Many call Bowie a chameleon, but the musician, himself, as Sheffield points out in his book, disagreed with that cliché. Bowie says that “The reinvention thing—I don’t buy into that at all. I think there’s a real continuity with what I do and that’s expressing myself in a contemporaneous fashion. The reinvention thing, it’s an easy description, isn’t it?”
Bowie has ever defied easy description. Sheffield comes close when he writes that Bowie was “a human mix tape listening to the world and echoing back his favorite bits, combining them into something new." His phases weren’t simply reinventions—they were reflections of culture, of what he saw around them, all connected by the nexus of the essential David Bowie.

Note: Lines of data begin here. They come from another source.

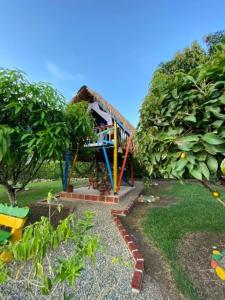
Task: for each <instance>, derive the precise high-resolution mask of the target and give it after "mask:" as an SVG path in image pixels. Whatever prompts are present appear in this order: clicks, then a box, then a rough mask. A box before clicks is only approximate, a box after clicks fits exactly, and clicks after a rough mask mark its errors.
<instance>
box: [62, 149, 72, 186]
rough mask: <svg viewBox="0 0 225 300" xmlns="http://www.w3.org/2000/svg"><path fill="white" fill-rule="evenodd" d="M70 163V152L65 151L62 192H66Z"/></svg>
mask: <svg viewBox="0 0 225 300" xmlns="http://www.w3.org/2000/svg"><path fill="white" fill-rule="evenodd" d="M70 161H71V153H70V151H67V152H66V158H65V171H64V180H63V190H64V191H66V189H67V184H68V175H69V166H70Z"/></svg>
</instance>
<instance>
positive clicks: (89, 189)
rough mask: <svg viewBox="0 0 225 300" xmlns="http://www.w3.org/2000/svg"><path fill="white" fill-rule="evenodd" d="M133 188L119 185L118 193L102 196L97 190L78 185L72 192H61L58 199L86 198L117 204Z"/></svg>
mask: <svg viewBox="0 0 225 300" xmlns="http://www.w3.org/2000/svg"><path fill="white" fill-rule="evenodd" d="M134 190H135V187H129V186H121V189H120V192H119V193H118V195H114V194H113V193H112V192H111V194H110V195H106V196H102V195H99V191H98V190H94V189H92V188H90V189H89V188H88V187H80V188H77V189H74V191H73V192H72V193H68V192H61V193H60V194H59V199H60V200H63V201H76V200H87V201H95V202H103V203H109V204H118V203H119V202H120V201H121V200H122V199H123V198H124V197H126V196H127V195H128V194H129V193H131V192H132V191H134Z"/></svg>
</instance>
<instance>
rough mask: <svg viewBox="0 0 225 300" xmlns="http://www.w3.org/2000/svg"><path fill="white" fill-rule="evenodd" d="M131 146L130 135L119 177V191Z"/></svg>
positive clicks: (118, 189) (128, 140)
mask: <svg viewBox="0 0 225 300" xmlns="http://www.w3.org/2000/svg"><path fill="white" fill-rule="evenodd" d="M130 146H131V138H130V137H129V138H128V141H127V148H126V152H125V156H124V159H123V164H122V168H121V171H120V175H119V178H118V183H117V192H119V190H120V186H121V182H122V177H123V173H124V169H125V166H126V162H127V157H128V154H129V149H130Z"/></svg>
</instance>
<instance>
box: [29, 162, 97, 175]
mask: <svg viewBox="0 0 225 300" xmlns="http://www.w3.org/2000/svg"><path fill="white" fill-rule="evenodd" d="M63 167H64V166H63ZM91 167H92V163H90V162H80V161H78V162H77V163H76V167H75V170H74V172H73V176H75V178H85V177H88V175H90V172H91ZM60 177H61V170H60V162H59V161H50V162H45V163H43V165H42V166H41V168H40V169H39V170H38V172H37V174H36V176H35V179H52V180H57V179H60Z"/></svg>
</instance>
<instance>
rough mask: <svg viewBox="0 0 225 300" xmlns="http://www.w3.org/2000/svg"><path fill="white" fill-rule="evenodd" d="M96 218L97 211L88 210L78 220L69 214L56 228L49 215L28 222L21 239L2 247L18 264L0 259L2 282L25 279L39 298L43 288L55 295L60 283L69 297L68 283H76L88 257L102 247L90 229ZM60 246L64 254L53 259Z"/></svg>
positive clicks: (74, 215) (2, 246)
mask: <svg viewBox="0 0 225 300" xmlns="http://www.w3.org/2000/svg"><path fill="white" fill-rule="evenodd" d="M93 218H94V214H93V213H92V212H88V211H86V212H84V215H83V217H82V218H81V219H80V220H77V221H76V220H75V215H74V214H71V215H69V216H68V217H67V218H66V219H64V220H62V221H61V223H60V224H59V225H58V226H57V228H56V229H54V228H53V227H52V225H51V224H50V220H49V219H48V218H46V217H42V219H41V221H39V222H36V223H35V224H32V225H30V226H27V227H26V228H25V230H24V234H23V238H22V239H21V240H19V241H17V242H16V243H14V244H13V243H8V244H6V245H2V246H1V247H0V248H1V249H0V252H1V253H2V251H7V252H8V253H11V254H12V256H13V259H14V264H5V263H3V262H0V284H4V283H6V282H9V283H11V284H12V285H14V284H15V282H16V284H20V283H21V284H23V285H24V286H26V287H27V288H28V292H29V291H30V293H31V297H32V298H35V299H36V298H37V297H38V293H39V292H41V293H42V294H44V295H50V298H51V293H53V292H54V290H55V289H56V288H57V287H58V288H59V284H60V285H61V286H60V291H61V293H62V295H61V298H62V299H65V296H66V295H63V292H64V285H65V284H68V285H70V286H71V287H73V286H74V283H75V280H76V279H77V278H78V277H80V274H81V272H82V270H83V269H84V267H85V259H86V258H87V257H89V258H91V259H92V260H93V259H95V253H96V251H97V250H99V247H100V244H99V239H98V237H97V236H95V235H91V234H89V233H88V231H89V229H90V228H91V227H92V226H93ZM68 245H70V246H69V247H68ZM57 250H58V251H59V253H61V254H62V255H61V256H60V254H59V255H57V256H56V258H57V259H56V262H53V260H52V259H51V257H52V254H53V253H54V252H55V251H57ZM46 266H47V267H46ZM34 287H35V288H34ZM59 293H60V292H59Z"/></svg>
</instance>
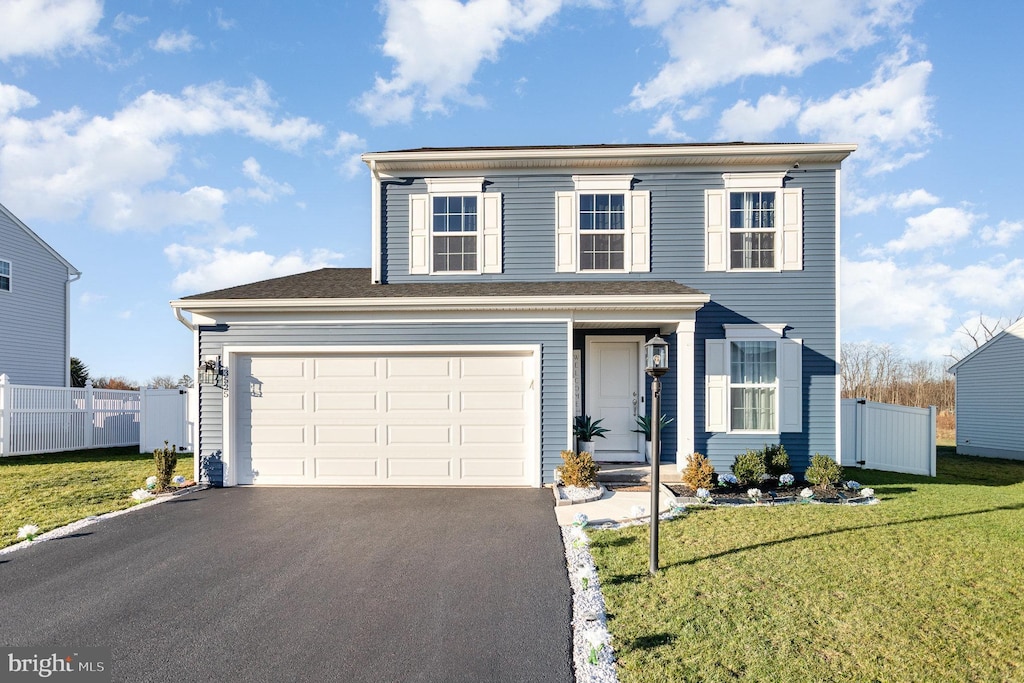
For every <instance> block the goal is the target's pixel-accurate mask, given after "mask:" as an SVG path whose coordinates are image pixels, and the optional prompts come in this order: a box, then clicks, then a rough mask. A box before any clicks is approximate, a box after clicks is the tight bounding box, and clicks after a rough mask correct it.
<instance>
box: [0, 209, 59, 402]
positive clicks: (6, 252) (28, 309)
mask: <svg viewBox="0 0 1024 683" xmlns="http://www.w3.org/2000/svg"><path fill="white" fill-rule="evenodd" d="M0 260H4V261H10V263H11V274H12V283H11V291H10V292H4V291H0V330H3V331H4V334H3V343H0V374H6V375H7V376H8V377H9V378H10V381H11V382H12V383H14V384H38V385H43V386H65V384H66V382H67V374H68V348H67V333H66V330H67V325H68V318H67V311H68V302H67V287H66V283H67V282H68V268H67V266H66V265H65V264H63V263H61V262H60V261H59V260H58V259H56V258H54V256H53V254H52V253H50V251H49V250H47V249H46V248H45V247H43V246H42V245H41V244H39V242H38V241H36V240H35V239H34V238H33V237H32V236H30V234H28V233H27V232H26V231H25V230H24V229H22V227H20V226H19V225H17V224H16V223H14V222H13V221H11V220H10V219H9V218H8V217H7V216H6V214H4V213H3V212H2V211H0Z"/></svg>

The many subtle permutations of Bowie were nearly innumerable, but a few stand out, above all others. Ziggy Stardust was, perhaps, Bowie’s most famous persona. The red-haired, androgynous, alien rock-star grew out of Bowie’s observation of American proto-punk artists. Bowie intended to create a character “who looks like he’s landed from Mars.” He succeeded, and created one of the most iconic musical characters of all time.
Aladdin Sane, marked by a red and blue bolt of lightning painted across his face, ushered in Bowie’s celebrity status in America. In this phase, Bowie’s album contained songs he wrote while travelling across the US. From there, he entered the persona of the Thin White Duke, exchanging his extravagant costumes for a more reserved white shirt, black vest, and blond, slicked-back hair. This stage of Bowie’s life was marked by drug abuse and bizarre behavior, and the image of the duke seemed a reflection of his soul, at the time.

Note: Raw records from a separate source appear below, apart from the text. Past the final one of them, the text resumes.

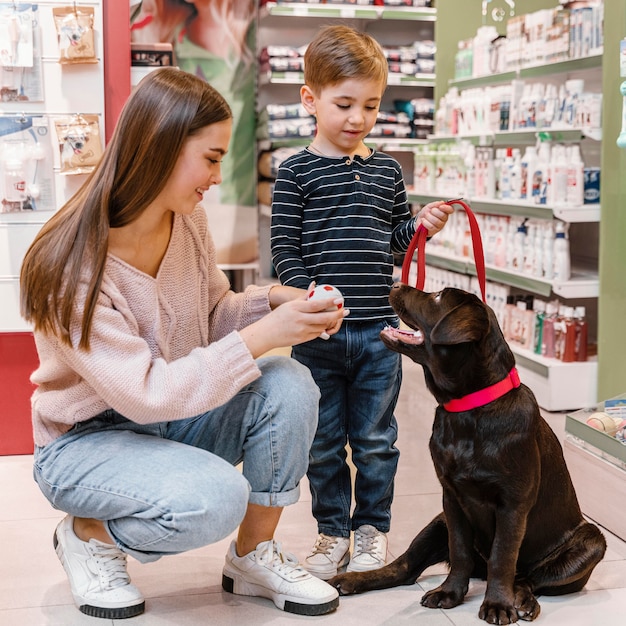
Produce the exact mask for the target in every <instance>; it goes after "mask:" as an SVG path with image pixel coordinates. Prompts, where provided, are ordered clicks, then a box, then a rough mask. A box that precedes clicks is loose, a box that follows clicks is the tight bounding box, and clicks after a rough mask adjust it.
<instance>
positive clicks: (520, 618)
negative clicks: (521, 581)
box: [515, 586, 541, 622]
mask: <svg viewBox="0 0 626 626" xmlns="http://www.w3.org/2000/svg"><path fill="white" fill-rule="evenodd" d="M515 609H516V610H517V615H518V617H519V618H520V619H523V620H524V621H527V622H532V621H533V620H535V619H537V618H538V617H539V613H541V606H540V604H539V602H537V598H535V594H533V592H532V591H531V590H530V589H529V588H528V587H525V586H524V587H518V588H517V589H516V590H515Z"/></svg>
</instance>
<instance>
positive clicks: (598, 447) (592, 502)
mask: <svg viewBox="0 0 626 626" xmlns="http://www.w3.org/2000/svg"><path fill="white" fill-rule="evenodd" d="M612 401H618V402H622V403H623V402H626V394H623V395H621V396H618V397H617V398H613V399H612ZM608 403H609V401H603V402H600V403H598V404H593V405H590V406H589V407H587V408H584V409H581V410H579V411H575V412H573V413H568V414H567V415H566V418H565V441H564V445H563V451H564V455H565V460H566V462H567V466H568V468H569V470H570V474H571V475H572V480H573V481H574V484H575V485H576V492H577V494H578V499H579V500H580V504H581V507H582V509H583V510H584V511H585V515H587V516H589V517H590V518H591V519H593V520H594V521H596V522H597V523H598V524H600V525H601V526H604V527H605V528H607V529H608V530H610V531H611V532H612V533H614V534H616V535H617V536H618V537H621V538H622V539H625V540H626V518H624V511H623V502H624V499H626V444H625V443H624V441H623V440H622V439H618V437H617V433H616V434H615V435H611V434H608V433H606V432H603V431H600V430H597V429H595V428H593V427H591V426H590V425H589V424H588V423H587V419H588V418H589V417H590V416H591V415H592V414H594V413H596V412H604V411H605V410H606V405H607V404H608ZM623 414H624V413H622V415H623ZM620 436H621V437H623V431H622V433H620ZM607 494H610V497H607Z"/></svg>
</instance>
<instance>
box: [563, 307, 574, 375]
mask: <svg viewBox="0 0 626 626" xmlns="http://www.w3.org/2000/svg"><path fill="white" fill-rule="evenodd" d="M573 317H574V309H573V307H571V306H566V307H563V318H562V320H561V337H560V341H561V349H560V351H559V352H560V353H561V361H563V362H564V363H573V362H574V361H575V360H576V324H575V323H574V319H573Z"/></svg>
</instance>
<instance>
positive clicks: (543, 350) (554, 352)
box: [541, 302, 556, 359]
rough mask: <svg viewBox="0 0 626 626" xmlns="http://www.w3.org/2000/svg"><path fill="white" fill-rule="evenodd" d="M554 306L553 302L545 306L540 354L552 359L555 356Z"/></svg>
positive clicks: (543, 355) (555, 338) (543, 318)
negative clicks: (544, 311)
mask: <svg viewBox="0 0 626 626" xmlns="http://www.w3.org/2000/svg"><path fill="white" fill-rule="evenodd" d="M555 322H556V305H555V304H554V303H553V302H548V303H547V304H546V314H545V316H544V318H543V333H542V335H543V336H542V347H541V353H542V355H543V356H545V357H548V358H551V359H553V358H554V357H555V355H556V349H555V340H556V337H555V329H554V324H555Z"/></svg>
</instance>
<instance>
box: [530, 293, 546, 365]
mask: <svg viewBox="0 0 626 626" xmlns="http://www.w3.org/2000/svg"><path fill="white" fill-rule="evenodd" d="M533 310H534V312H535V336H534V341H533V352H534V353H535V354H541V351H542V347H543V321H544V319H545V317H546V303H545V300H539V299H535V302H534V305H533Z"/></svg>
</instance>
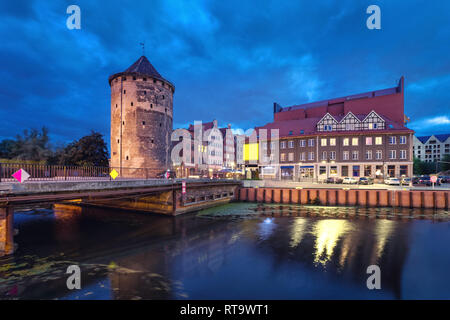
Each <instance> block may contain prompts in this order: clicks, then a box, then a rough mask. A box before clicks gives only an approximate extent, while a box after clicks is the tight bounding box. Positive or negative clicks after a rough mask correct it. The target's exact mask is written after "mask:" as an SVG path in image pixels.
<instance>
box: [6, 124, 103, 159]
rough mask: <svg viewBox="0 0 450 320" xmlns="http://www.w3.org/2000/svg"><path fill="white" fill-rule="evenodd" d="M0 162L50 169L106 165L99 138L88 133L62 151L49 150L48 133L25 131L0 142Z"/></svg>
mask: <svg viewBox="0 0 450 320" xmlns="http://www.w3.org/2000/svg"><path fill="white" fill-rule="evenodd" d="M0 159H6V160H2V161H4V162H26V163H41V164H51V165H56V164H58V165H74V166H105V167H107V166H108V165H109V161H108V150H107V147H106V143H105V141H104V140H103V136H102V135H101V134H100V133H98V132H94V131H92V132H91V134H90V135H87V136H84V137H82V138H81V139H80V140H75V141H73V142H72V143H70V144H68V145H67V146H65V147H60V148H58V149H56V150H53V149H52V148H51V146H50V143H49V137H48V130H47V129H46V128H45V127H44V128H42V129H41V131H38V130H36V129H31V130H25V131H24V132H23V134H22V135H17V136H16V139H15V140H12V139H5V140H2V141H0Z"/></svg>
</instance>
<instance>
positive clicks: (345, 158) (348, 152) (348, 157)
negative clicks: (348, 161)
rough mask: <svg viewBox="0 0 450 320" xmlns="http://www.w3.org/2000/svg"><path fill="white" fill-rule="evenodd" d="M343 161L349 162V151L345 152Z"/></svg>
mask: <svg viewBox="0 0 450 320" xmlns="http://www.w3.org/2000/svg"><path fill="white" fill-rule="evenodd" d="M342 159H343V160H349V152H348V151H344V154H343V157H342Z"/></svg>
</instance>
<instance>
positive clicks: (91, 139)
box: [52, 131, 109, 167]
mask: <svg viewBox="0 0 450 320" xmlns="http://www.w3.org/2000/svg"><path fill="white" fill-rule="evenodd" d="M56 159H57V162H58V164H60V165H68V166H69V165H72V166H100V167H108V165H109V161H108V149H107V147H106V143H105V141H104V140H103V135H102V134H100V133H98V132H94V131H92V132H91V134H90V135H88V136H84V137H83V138H81V139H80V140H78V141H74V142H72V143H70V144H69V145H67V146H66V147H65V148H64V149H62V150H59V151H57V156H56ZM52 161H54V159H52Z"/></svg>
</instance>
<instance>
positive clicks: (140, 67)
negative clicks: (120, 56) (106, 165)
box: [109, 56, 175, 176]
mask: <svg viewBox="0 0 450 320" xmlns="http://www.w3.org/2000/svg"><path fill="white" fill-rule="evenodd" d="M109 84H110V86H111V166H112V167H115V168H120V174H121V175H122V176H130V175H131V176H132V175H145V174H148V175H149V176H155V175H157V174H158V173H159V172H161V171H163V170H166V169H168V168H169V166H170V154H169V145H170V144H169V139H170V134H171V132H172V119H173V93H174V91H175V87H174V85H173V84H171V83H170V82H169V81H167V80H166V79H164V78H163V77H162V76H161V75H160V74H159V73H158V71H156V69H155V68H154V67H153V66H152V64H151V63H150V62H149V61H148V60H147V58H146V57H145V56H142V57H140V58H139V60H137V61H136V62H135V63H134V64H133V65H132V66H131V67H129V68H128V69H126V70H125V71H124V72H120V73H116V74H113V75H111V76H110V77H109ZM127 168H128V169H127ZM130 168H148V172H146V173H144V171H142V170H140V171H133V170H132V169H130Z"/></svg>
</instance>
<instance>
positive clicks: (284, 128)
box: [255, 114, 412, 138]
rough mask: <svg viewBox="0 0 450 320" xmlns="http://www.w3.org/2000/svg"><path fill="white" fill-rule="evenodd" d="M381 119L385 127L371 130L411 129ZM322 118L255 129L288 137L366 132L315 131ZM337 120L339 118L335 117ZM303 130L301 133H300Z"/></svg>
mask: <svg viewBox="0 0 450 320" xmlns="http://www.w3.org/2000/svg"><path fill="white" fill-rule="evenodd" d="M355 116H356V117H357V118H358V119H364V118H365V117H366V115H360V114H358V115H355ZM381 117H382V118H383V120H384V121H385V125H386V126H385V129H382V130H381V129H379V130H371V132H380V133H382V132H390V131H395V130H401V131H411V132H412V130H411V129H408V128H407V127H405V126H403V125H400V124H398V123H396V122H394V121H391V120H390V119H388V118H386V117H384V116H381ZM321 119H322V118H318V117H317V118H305V119H299V120H284V121H274V122H271V123H268V124H266V125H264V126H262V127H256V128H255V129H256V130H259V129H279V135H280V137H281V138H282V137H289V136H302V135H305V136H306V135H317V134H327V135H330V134H331V135H333V134H338V133H340V134H342V133H345V134H360V133H367V132H368V130H353V131H326V132H323V131H317V129H316V125H317V123H318V122H319V121H320V120H321ZM337 120H338V121H339V119H337ZM302 132H303V133H302ZM267 136H268V137H270V132H267Z"/></svg>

Each of these personas was a mixture of himself, his circumstances, and the world around him, expertly remixed into art. Even in the eighteen months preceding his death, Bowie continued to reflect his world—except that this time, with a terminal cancer diagnosis, his world was death. His final album, Blackstar, was released only days before his death, filled with lyrics hinting at his impending passing. Bowie never stopped making the world around him into art. That is an inspiration, and the definitive answer to the question Bowie posed in “Young Americans”.
The purpose of art is, as Pablo Picasso put it, “to wash the daily life off our souls”. It pulls us out of the ordinary, and places us into something magnified, something that is like life, yet utterly transcends it. It washes off the sameness that seeps into our souls each day, helping us to see from new perspectives, to feel and think new things.
This is what looking at Bowie’s life does for us. We grow up thinking that we’re going to own the world—we have a plan, and we’re going to stick to it and find success, whatever that means to us as individuals. But then we start to hit obstacles. We drop out of college, or we divorce. We lose money. We lose a job. We feel we’ve gotten off track, and fall into a rut, the sameness of our day-to-day activities coating our souls in a thick layer of dusty life. We see the same happening to the people around us, too, and we begin to accept it as inevitable, consigning ourselves to our “fate”.
But that’s not what Bowie did. He had his perceived failures—things like his song, “The Laughing Gnome,” that he was not particularly proud of. But he kept changing, kept refreshing his life over and over. Bowie never stood still for a second, even up to the last few months of his life. He, as Sheffield puts it, “kept inventing new worlds just for the pleasure of changing them. And in doing so, he changed our world as well.” Although this is just one single interpretation—one of many, as it is with all great art—of the performance that was Bowie’s life, it is an important one—one that Bowie would likely want his fans to take hold of and live out.